Da un paio di decenni circola l’ipotesi che lo stress parassitario spieghi le dinamiche dei rapporti politico-sociali in una comunità/nazione. I parassiti sono ubiquitari, ma sono tra loro molto diversi, e in più altamente variabili all’interno della specie, e possono costituire dei fattori di stress che influenzano in modi differenti come le persone stanno o si sentono fisicamente, quindi la loro prestanza biologica, ovvero le preferenze per i partner, nonché le differenze tra le culture in generale. I biologi evoluzionisti hanno studiato come il carico di parassiti altera diversi aspetti della fisiologia, e come i risultati di queste alterazioni (colori del piumaggio, efficienza nella segnalazione dello stato di salute, odore, asimmetrie fluttuanti del corpo, rapporto bacino/fianchi, etc.) influenzano la scelta sessuale del partner, in quanto la qualità dei tratti espressi è percepita come indice di salute e quindi di qualità genetica che garantisce una buona chance alla prole.

 

In questo quadro, il collettivismo si pensa sia vantaggioso, per cui le culture che hanno un più alto tasso di infezioni avranno maggiori probabilità di essere collettiviste. Una costante dei collettivisti è l’enfasi sul proprio gruppo, prendendosi cura gli uni degli altri e quindi proteggendosi a vicenda dagli effetti negativi del contagio. Ciò è probabilmente dovuto al fatto che il sistema immunitario, che evolve anche sotto la pressione dei parassiti, impara meglio a difendere l’organismo dai parassiti locali, mentre quelli nuovi, che provengono da fuori del gruppo, lo trovano sguarnito. Fare in modo che chi fa parte del gruppo non sia affetto da una nuova malattia, comporterà un rischio ridotto di contrarre un nuovo parassita.

 

Le culture collettiviste non si fidano di chi viene da fuori e raccomandano di evitare coloro che si trovano al di fuori della cerchia parentale/amicale/nazionale per prevenire l’esposizione a patogeni nuovi e pericolosi.
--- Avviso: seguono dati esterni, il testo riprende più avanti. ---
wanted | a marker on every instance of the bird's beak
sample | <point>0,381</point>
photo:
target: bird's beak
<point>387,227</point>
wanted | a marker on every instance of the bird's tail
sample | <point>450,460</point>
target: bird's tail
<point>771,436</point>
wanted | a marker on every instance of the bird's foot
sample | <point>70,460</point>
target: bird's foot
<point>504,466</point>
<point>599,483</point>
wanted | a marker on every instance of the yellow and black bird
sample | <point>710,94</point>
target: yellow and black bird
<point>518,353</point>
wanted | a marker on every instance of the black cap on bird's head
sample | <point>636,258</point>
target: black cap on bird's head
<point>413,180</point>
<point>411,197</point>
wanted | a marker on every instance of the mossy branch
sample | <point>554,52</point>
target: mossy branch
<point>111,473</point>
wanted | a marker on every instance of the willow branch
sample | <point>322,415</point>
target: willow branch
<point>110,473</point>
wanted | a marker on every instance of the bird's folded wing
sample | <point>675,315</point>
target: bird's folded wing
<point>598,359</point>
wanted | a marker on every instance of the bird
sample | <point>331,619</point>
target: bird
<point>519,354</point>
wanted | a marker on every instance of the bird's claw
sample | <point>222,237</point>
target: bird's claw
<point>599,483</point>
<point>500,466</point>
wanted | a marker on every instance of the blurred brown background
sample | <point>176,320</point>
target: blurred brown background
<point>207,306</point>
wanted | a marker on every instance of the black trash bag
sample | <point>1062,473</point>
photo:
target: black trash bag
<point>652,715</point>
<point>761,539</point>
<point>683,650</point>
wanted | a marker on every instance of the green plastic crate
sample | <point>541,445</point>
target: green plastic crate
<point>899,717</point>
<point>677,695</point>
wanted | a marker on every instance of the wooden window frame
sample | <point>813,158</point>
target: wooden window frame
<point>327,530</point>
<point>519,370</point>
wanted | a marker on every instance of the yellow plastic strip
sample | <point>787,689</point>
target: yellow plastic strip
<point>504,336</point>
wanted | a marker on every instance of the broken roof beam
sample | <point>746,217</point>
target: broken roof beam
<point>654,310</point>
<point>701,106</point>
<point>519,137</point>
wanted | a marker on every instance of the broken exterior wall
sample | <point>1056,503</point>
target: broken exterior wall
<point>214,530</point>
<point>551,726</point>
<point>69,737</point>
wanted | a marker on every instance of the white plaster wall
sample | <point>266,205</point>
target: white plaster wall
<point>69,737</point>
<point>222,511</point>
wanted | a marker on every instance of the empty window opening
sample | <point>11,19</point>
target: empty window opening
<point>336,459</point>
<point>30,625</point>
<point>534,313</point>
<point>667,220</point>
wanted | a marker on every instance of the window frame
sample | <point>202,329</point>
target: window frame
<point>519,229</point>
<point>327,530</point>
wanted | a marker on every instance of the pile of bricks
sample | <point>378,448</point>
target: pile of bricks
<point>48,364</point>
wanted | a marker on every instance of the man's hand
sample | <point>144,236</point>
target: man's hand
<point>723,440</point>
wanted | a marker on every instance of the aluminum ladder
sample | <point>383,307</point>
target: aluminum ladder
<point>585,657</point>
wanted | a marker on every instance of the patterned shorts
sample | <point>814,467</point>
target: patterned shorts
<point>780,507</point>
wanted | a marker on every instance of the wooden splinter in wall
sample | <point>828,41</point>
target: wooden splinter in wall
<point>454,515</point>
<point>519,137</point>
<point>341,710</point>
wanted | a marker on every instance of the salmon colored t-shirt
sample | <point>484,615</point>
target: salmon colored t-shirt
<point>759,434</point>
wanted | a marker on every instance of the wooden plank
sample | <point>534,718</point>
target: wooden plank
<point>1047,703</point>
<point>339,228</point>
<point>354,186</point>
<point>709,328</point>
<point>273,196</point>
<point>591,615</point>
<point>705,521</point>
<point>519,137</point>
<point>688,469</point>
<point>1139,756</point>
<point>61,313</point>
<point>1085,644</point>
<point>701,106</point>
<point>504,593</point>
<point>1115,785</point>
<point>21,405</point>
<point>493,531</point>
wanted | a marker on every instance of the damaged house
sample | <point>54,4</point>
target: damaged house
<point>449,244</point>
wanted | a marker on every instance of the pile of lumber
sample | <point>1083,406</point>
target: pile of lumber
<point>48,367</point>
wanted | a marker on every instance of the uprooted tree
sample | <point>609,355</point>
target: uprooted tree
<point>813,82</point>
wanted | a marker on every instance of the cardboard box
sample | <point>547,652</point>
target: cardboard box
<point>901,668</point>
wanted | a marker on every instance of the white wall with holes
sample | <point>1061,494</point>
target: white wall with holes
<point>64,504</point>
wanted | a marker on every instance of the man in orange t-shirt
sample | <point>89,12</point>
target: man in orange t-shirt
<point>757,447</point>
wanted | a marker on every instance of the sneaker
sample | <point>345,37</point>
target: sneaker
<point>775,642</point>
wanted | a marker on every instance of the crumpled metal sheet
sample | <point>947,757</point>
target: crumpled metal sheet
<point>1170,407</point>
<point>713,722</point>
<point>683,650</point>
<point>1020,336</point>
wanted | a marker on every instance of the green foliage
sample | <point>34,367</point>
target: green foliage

Infine, i collettivisti mostrano forti atteggiamenti di riprovazione e sanzione quando un individuo va contro le loro norme sociali. Per esempio, quando le persone si discostano dal modo in cui viene preparato il cibo, o dai rapporti sessuali tradizionali, o dalle pratiche religiose, etc. Tali trasgressioni potrebbero esporre a agenti patogeni nuovi e minacciosi. Quindi, la norma sociale e la funzione di agenzie come la religione per farle rispettare è funzionale a evitare che i membri del gruppo siano negligenti e si ammalino di un nuovo parassita, che poi potrebbero trasmettere.

 

Le società individualiste promuovono l’autoaffermazione, piuttosto che preoccuparsi delle esigenze del gruppo. Queste culture sono emerse storicamente via via e là dove le pressioni dei parassiti diminuivano e si trovano principalmente in posizioni geografiche che sono molto meno colpite dai parassiti. A differenza dei collettivisti, gli individualisti fanno molto meno una distinzione tra chi è del gruppo e chi viene da fuori. Una peculiarità dell’individualismo è anche l’incoraggiamento attivo verso gli individui ad allontanarsi dalle norme sociali tradizionali.

 

Secondo l’ipotesi dello “stress da parassiti”, quindi, i governi autoritari non sarebbero meglio di altri nell’affrontare le epidemie, ma avrebbero maggiori probabilità di emergere in regioni caratterizzate da una elevata prevalenza di agenti patogeni che causano malattie. Del resto, la presenza di agenti patogeni concorre a causate condizioni che li mantengono, come povertà, diseguaglianze, meno istruzione, più violenza, etc. La prevalenza dei parassiti sembra fortemente predittiva delle differenze transnazionali riguardanti le misure che rilevano le personalità autoritarie degli individui nei diversi paesi: insomma, più individui con personalità autoritaria vuol dire più probabilità di un governo autoritario. Uno studio effettuato per testare l’ipotesi dello stress parassitario su un campione di società tradizionali su piccola scala ha mostrato che la prevalenza dei parassiti è predittiva delle misure di governance autoritaria e che questo vale anche quando il dato viene controllato statisticamente rispetto ad altre minacce al benessere umano. Di fronte alla pandemia in corso, la psicologa Michele Gelfland ha scritto sul Boston Globe che “le nostre aspettative culturali liberali subiranno un grande cambiamento nei prossimi tempi”.